The first purpose of this article was to reproduce the results from the simulation of Leth-Steensen and Gallitto (2016) to confirm the findings of the original study. The two replication simulations that we carried out generally replicated the results from the original study and demonstrated that the correlations between the a and b paths in these simulations were negative on average thus leading to underpowered tests of the mediated effect when ignoring these correlations. When using the BC bootstrap standard error in a test of significance of the mediated effect, the power to detect this effect was much lower than the test of joint significance. This result occurred because dividing the point estimate of the mediated effect by the bootstrap standard error assumes that the sampling distribution of the mediated effect follows a normal distribution, which is not true at small to moderate sample sizes and with small to moderate effect sizes. Further evidence for the inappropriateness of the normality assumption for the distribution of the mediated effect is the similarity of power values of the asymptotic normal theory test and the BC bootstrap significance test. Even though the standard errors in the significance tests of these two methods are different, both these methods assume that the sampling distribution of the mediated effect is normal, which results in lower power to detect the mediated effect than methods that do not assume that the sampling distribution of the mediated effect is normal.

The second purpose of this article was to compare the power and Type 1 error rates of the BC bootstrap interval estimation and BC bootstrap significance test approaches, and to demonstrate the accurate way to use the BC bootstrap procedure when testing the significance of the mediated effect. To clarify, the BC bootstrap ought to be used to construct confidence intervals for mediated effects and not be used to obtain an estimate of the standard error of mediated effects via bootstrap sampling variability to use in testing the significance of the point estimate, ab. The replication studies found that the BC bootstrap confidence intervals were the most powerful test of the mediated effect, which is consistent with prior research (M. W. Cheung, 2007; Fritz & MacKinnon, 2007; Hayes & Scharkow, 2013; MacKinnon et al., 2004). Also consistent with prior research are the slightly elevated Type 1 error rates that were observed with the BC bootstrap confidence intervals.
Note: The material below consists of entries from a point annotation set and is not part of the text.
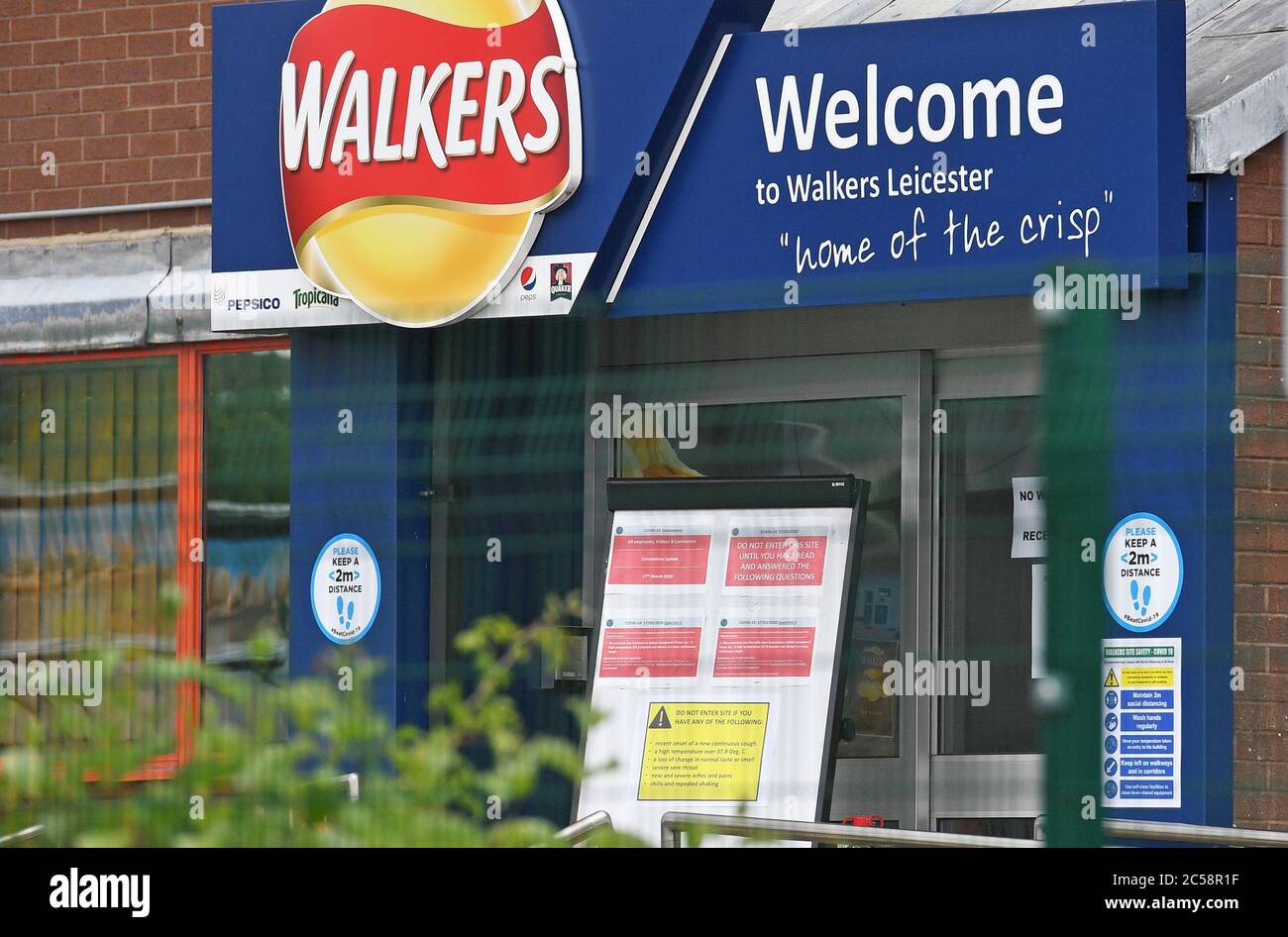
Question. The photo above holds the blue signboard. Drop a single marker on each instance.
(922, 158)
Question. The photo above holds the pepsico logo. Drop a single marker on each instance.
(421, 143)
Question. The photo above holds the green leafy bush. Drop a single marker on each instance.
(250, 782)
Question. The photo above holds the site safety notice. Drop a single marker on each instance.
(1141, 722)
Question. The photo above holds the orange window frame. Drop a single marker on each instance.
(191, 510)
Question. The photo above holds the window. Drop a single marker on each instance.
(123, 476)
(88, 519)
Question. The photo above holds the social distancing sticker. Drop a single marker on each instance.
(703, 751)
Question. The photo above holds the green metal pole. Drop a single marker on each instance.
(1076, 407)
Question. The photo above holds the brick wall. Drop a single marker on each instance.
(103, 102)
(1261, 499)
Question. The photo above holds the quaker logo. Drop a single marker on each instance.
(561, 280)
(421, 145)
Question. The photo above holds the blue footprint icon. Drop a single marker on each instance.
(1138, 600)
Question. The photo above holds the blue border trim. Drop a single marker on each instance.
(313, 604)
(1180, 576)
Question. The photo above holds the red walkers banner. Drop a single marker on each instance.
(384, 103)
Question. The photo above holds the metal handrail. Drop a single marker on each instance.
(1189, 833)
(22, 835)
(836, 834)
(584, 828)
(833, 834)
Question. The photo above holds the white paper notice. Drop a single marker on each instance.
(715, 663)
(1028, 533)
(1038, 669)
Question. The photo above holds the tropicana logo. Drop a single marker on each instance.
(421, 142)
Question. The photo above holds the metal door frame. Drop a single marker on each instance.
(978, 785)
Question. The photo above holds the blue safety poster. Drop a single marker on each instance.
(1140, 722)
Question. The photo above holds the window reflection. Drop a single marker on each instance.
(248, 507)
(88, 524)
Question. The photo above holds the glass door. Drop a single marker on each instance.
(990, 609)
(809, 416)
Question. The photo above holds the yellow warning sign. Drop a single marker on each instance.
(703, 751)
(1147, 676)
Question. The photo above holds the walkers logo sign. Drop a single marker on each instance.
(421, 142)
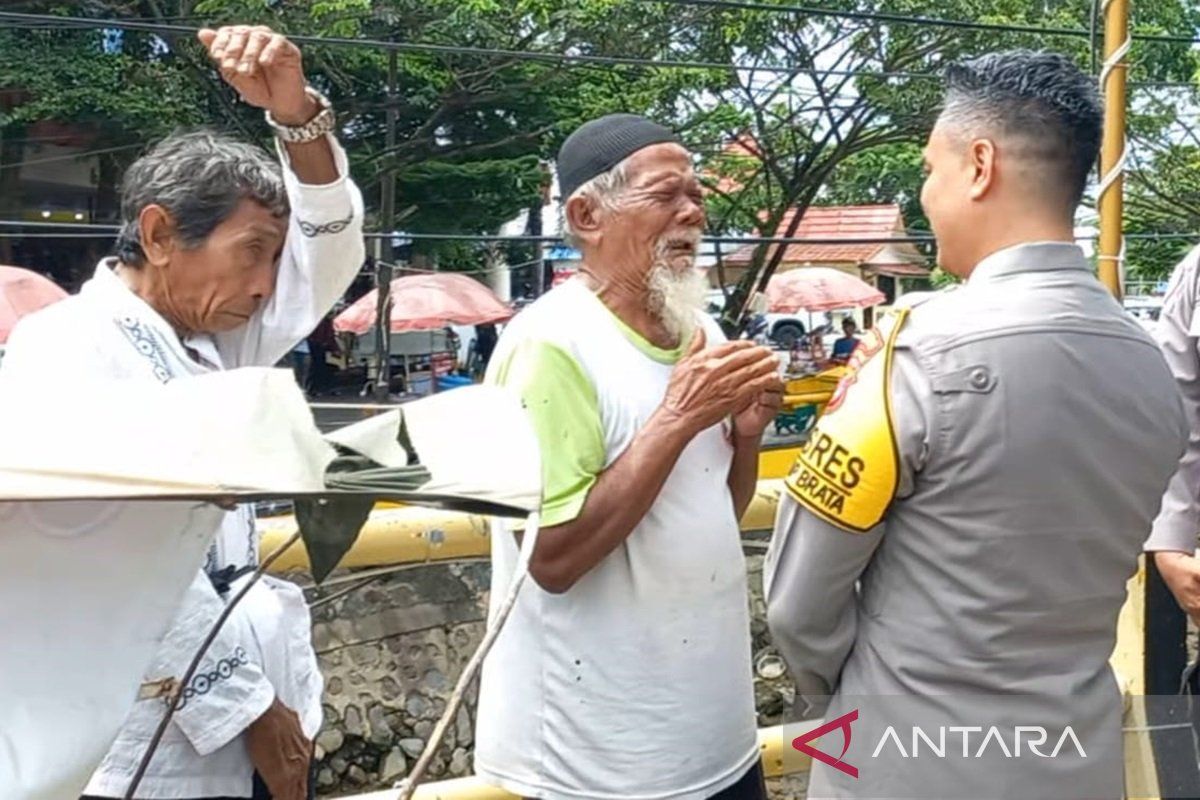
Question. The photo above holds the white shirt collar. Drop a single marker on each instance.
(1030, 257)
While consistent with prior research, these findings are informative because most prior research on the power and Type 1 error rates of different methods for detecting mediated effects focused on models that were not SEMs (Hayes & Scharkow, 2013; MacKinnon et al., 2004). Therefore, these findings build on prior research by extending the existing literature on power and Type 1 error rates of the mediated effect to SEMs (see also M. W. Cheung, 2007 and G. W. Cheung & Lau, 2008).

The third purpose of this article was to evaluate methods other than the test of joint significance and BC bootstrap for testing the significance of mediated effects in SEMs. These other methods included the percentile bootstrap, the distribution of the product method, the Monte Carlo method, and the asymptotic normal theory test. These methods were investigated because they each take into account the correlation between the a and b paths in SEMs either analytically (distribution of the product and normal theory methods) or indirectly (percentile bootstrap and Monte Carlo methods). The percentile bootstrap, distribution of the product, and Monte Carlo methods performed similarly to each other and had higher power than the asymptotic normal theory test. These methods also had more accurate Type 1 error rates than the BC bootstrap confidence interval method, which is consistent with prior research (Hayes & Scharkow, 2013; MacKinnon et al., 2004).

Recommendations

Because the a and b paths computed in SEMs are potentially correlated with one another, it is recommended that researchers test for significance of mediated effects and create confidence intervals for mediated effects in SEMs with one of the methods that accurately take into account this potential correlation. Methods that accurately take the correlation into account and would be more powerful than the test of joint significance for SEMs are the distribution of the product method with asymmetric confidence intervals, percentile or BC bootstrap confidence intervals, or Monte Carlo confidence intervals. Although the BC bootstrap confidence intervals method has been demonstrated to be a powerful method for detecting mediated effects, they can result in Type 1 error rates higher than the nominal level of 0.05 (M. W. Cheung, 2007; Fritz et al., 2012; Hayes & Scharkow, 2013; MacKinnon et al., 2004). Therefore, care should be taken when using the BC bootstrap confidence intervals to assess mediated effects when either the a or b path is small, the other path is zero, and the sample size is large (e.g., N > 500) or when either the a or b path is moderate to large, the other path is zero, and the sample size is moderate to small (e.g., N < 500; Fritz et al., 2012).

Limitations

This study was limited because it did not directly manipulate the correlation of the a and b paths. When the a and b paths are correlated, the point estimate of the mediated effect and the standard error of the mediated effect are both affected by this correlation. A correlation between these paths can occur in SEMs (MacKinnon, 2008) and correct methods for testing the significance of mediated effects need to take this correlation into consideration either analytically or indirectly (e.g., bootstrap methods). Ideally, a manipulated factor in the simulation study would have been the size of the correlation between the a and b paths to help determine the effects the magnitude and sign of the correlation on power and Type 1 error rates of the mediated effect for the methods presented in this article. It is expected that the methods that do not take this correlation into account (i.e., the test of joint significance) may be generally inaccurate compared with methods that do take this correlation into consideration for the estimation of mediated effects.

Future Directions

One future direction is to derive a test of joint significance that can take the correlation between the a and b paths into account. One way to do this is to adjust the estimate of the b path based on its dependence with the a path so that the test of significance of the b path represents the test of significance of a conditional relation on the a path instead of assuming that the a and the b paths are independent. If the test of joint significance can be adapted to handle this correlation, the method should be more accurate, and thus, more powerful for testing mediated effects in simple SEMs that have two-path mediated effects and will be comparable with the methods that either analytically or indirectly take this correlation into account.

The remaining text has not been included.